You can’t be all things to all people all the time. You can’t please everybody. But you can be yourself. You can be who God made you to be. At the end of the day, his opinion of you is really the only one that matters. And he likes you, by the way, in addition to loving you.

I’m better at this than I used to be, but I am still in the “needs improvement” category. At the end of the day, no one wants to be disliked. Well, 99% feel that way. Nobody sets out to alienate people or create enemies.

But you can’t control how others will respond or how they will perceive you. You can only control you by being the best you possible and praying for the ones who don’t like the result.

And there will be more than enough people who like you for you to offset the difference anyway.

Treasuring the Time

I went to a Bible conference tonight. One of the last things the speaker talked about was losing his daughter.

He said that she loved Christmas and was the one who made it fun for everybody else. She always was the one to give out presents on Christmas Day and she loved giving far better than receiving.

But early this year, she died suddenly of a pulmonary embolism. No warning. No time to say goodbye. One moment she was here and the next, she was gone. That family’s Christmas will be very different this year.

That sobered me up a bit.

Life really is precious. We take for granted that not only we, but all those we love, will wake up tomorrow and we will be able to see them at the next holiday gathering. That goes for family and friends.

But tomorrows aren’t promised to anyone. Life is a gift, not an entitlement, and it is fleeing.

I have loved ones I wish I could go back and talk to one last time. I’d tell each of them how much I loved them and how much they meant to me and how I’ve missed them. But I can’t.

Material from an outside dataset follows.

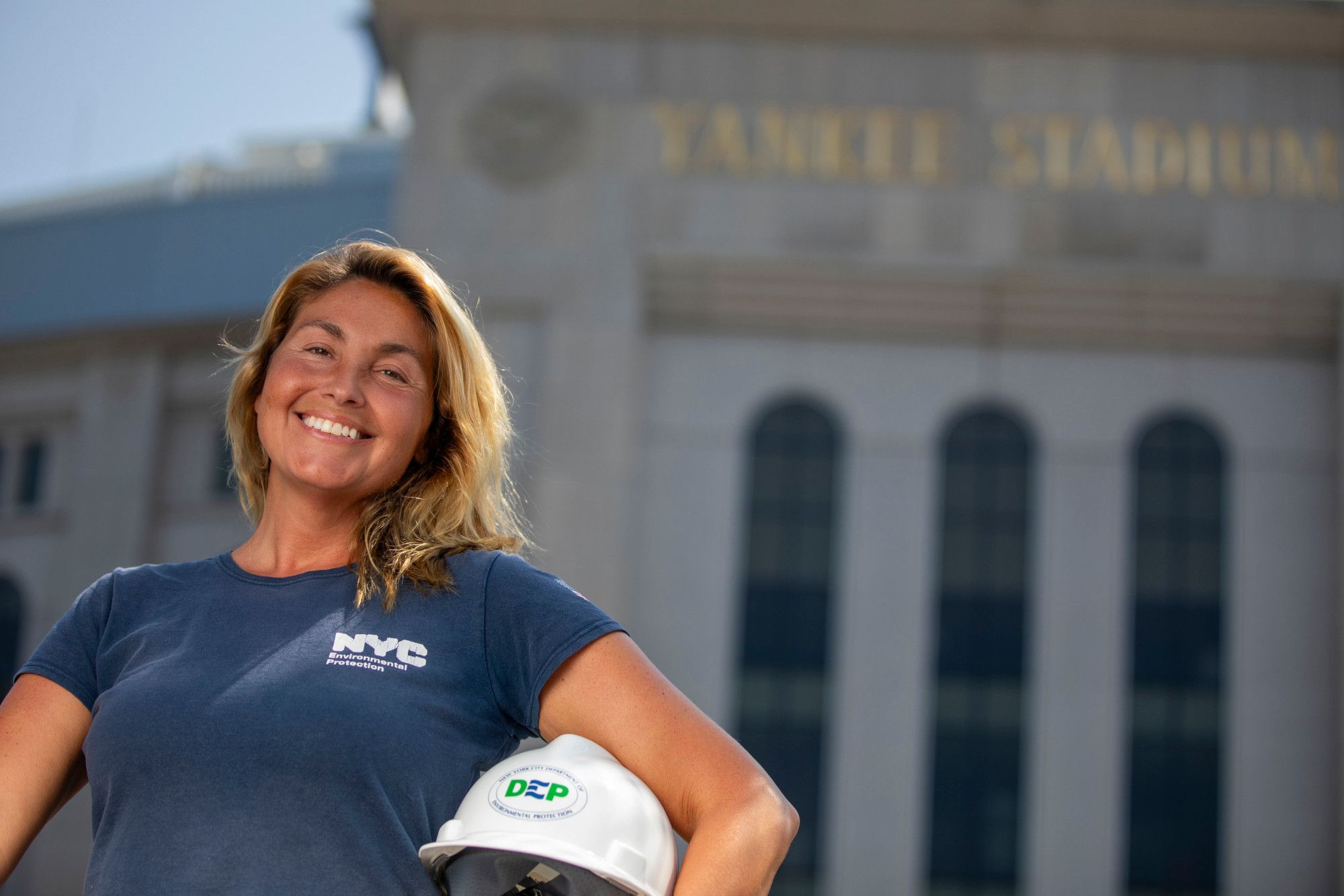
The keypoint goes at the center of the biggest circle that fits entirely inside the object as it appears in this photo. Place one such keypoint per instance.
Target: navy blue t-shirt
(261, 735)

I can only say that to the ones still living.

Make a point to let the ones in your life know how much they mean to you. Be deliberate in telling your family and friends how much you love them and cherish them. Don’t assume that you’ll have tomorrow to tell them.

The best part of the Christmas story is that goodbyes aren’t forever anymore. One day, we will see the ones we have loved and missed all these years. One day God will wipe away every tear from our eyes. One day everything we’ve lost will be restored to us a thousand-fold.

Until then, live each day as a gift. Treasure the time you have and treasure the people around you, for you never know when they won’t be there.

 

It’s in the Details

“Let the peace of Christ keep you in tune with each other, in step with each other. None of this going off and doing your own thing. And cultivate thankfulness. Let the Word of Christ—the Message—have the run of the house. Give it plenty of room in your lives. Instruct and direct one another using good common sense. And sing, sing your hearts out to God! Let every detail in your lives—words, actions, whatever—be done in the name of the Master, Jesus, thanking God the Father every step of the way” (Colossians 3:15-17).

I’ve had a hard time coming up with something to write tonight. That happens to me periodically. I search my brain for a memory or a word or a phrase I heard earlier to trigger an idea that becomes a blog, but I get nothing. I can hear the wheels in my head a-turnin’, but apparently the hampster has gone off to sleep somewhere.

I do know that it’s useless to spend your whole life waiting for the next big event. If you’re single, that means waiting until you find someone to date. If you’re dating, that means waiting until you are engaged and then married. If you’re married, it means waiting until the first child is on the way. And so on.

If you’re not careful, you get so caught up in looking ahead in anticipation that you miss what is in front of you. A smiling face. A kind word. A small blessing.

Those little things help you along the road to becoming the person who is ready for the next big event. How you treat the people around you now will determine if you’re ready for your next phase.

So be compassionate now. Love unconditionally now. Be content now. Trust God now.

He will take care of getting you to the next step.